As a trained pastry chef who has been making ice cream professionally for over ten years, here's the scoop. Traditional "French-style" ice cream bases are made using eggs. And while an egg custard gives an ice cream body and a rich, creamy finish, it can also make it challenging for subtle flavors to shine through. Philadelphia-style is a lighter take on the frozen treat. Because this style of ice cream base doesn't require cooking and cooling custard before freezing, it can take just minutes before you have your own ice cream churning at home. It's fast, tastes unbelievably fresh and can instantly make you feel more confident making your own ice cream.
What's the deal with eggs?
While a Philadelphia-style ice cream can be ready quickly, it needs to be eaten soon after churning. According to Ice Cream Science, egg yolks act as natural emulsifiers and stabilizers in ice cream, which provide a smoother texture and prevent ice crystal formation. While a traditional egg custard can stand up in even the most temperamental of freezers, Philadelphia-style ice cream needs to be eaten within a couple of days, or else the fluffy treat can become crunchy.
As long as you have plans to eat the ice cream fast (a tough ask, right?), making a recipe using a Philadelphia-style ice cream base is an easy way to spin up a flavor to complement any pie or test your creativity using different ingredients. This kind of ice cream base is best for making fruit-forward flavors, like raspberry, blueberry or strawberry. It's the perfect canvas to craft a flavor when you want a subtle ingredient to shine, like fresh mint, basil or even infusing tea into your milk before crafting the base. If you're really feeling adventurous, you can also substitute some of the fat in the recipe for another form of dairy, such as ricotta or creme fraîche.
Dialing in your ice cream
If you want to try your hand at crafting Philly-style ice cream, the good news is that despite the lack of eggs, you won't need to operate your ice cream machine any differently. It's rare to find a home ice cream machine that will allow you to select different settings depending on the kind you're looking to make. The only variables during the freezing process are the speed at which the dasher rotates and the length of time that you allow a batch to churn. The dasher speed allows users to control the size of ice crystals — "good" ice cream has lots of smaller ice crystals, whereas "bad" ice cream has fewer, larger crystals.

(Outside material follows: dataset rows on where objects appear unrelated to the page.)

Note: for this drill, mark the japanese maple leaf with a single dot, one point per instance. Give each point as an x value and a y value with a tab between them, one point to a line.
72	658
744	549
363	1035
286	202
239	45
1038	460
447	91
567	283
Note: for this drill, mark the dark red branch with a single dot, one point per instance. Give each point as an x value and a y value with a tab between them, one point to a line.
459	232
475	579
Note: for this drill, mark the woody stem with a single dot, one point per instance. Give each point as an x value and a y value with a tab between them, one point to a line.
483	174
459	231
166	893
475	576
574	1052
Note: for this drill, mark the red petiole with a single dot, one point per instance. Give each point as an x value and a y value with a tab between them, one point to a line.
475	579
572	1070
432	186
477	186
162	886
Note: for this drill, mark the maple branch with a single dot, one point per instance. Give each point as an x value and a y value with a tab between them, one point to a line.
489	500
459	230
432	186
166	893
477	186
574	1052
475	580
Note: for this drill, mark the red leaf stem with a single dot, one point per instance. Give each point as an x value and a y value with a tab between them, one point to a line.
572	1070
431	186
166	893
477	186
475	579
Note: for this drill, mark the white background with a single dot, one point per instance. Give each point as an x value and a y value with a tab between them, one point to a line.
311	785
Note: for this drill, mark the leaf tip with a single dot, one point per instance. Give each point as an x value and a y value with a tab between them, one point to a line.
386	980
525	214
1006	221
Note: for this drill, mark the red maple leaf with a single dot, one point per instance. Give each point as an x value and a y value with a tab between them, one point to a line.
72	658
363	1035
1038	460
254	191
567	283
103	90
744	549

The other variable in your control is how much air is being incorporated into the product. This is called overrun, and it determines how fluffy (as opposed to dense) the ice cream is when it's finished. If you leave an ice cream base in to churn for too long, it will be over-spun, which will result in a firm, gritty and almost butter-like texture and if you don't churn it enough, it will not have enough air. A telltale sign that your ice cream is ready for transferring to a container is that it's beginning to pull away from the sides of the machine's freezing chamber.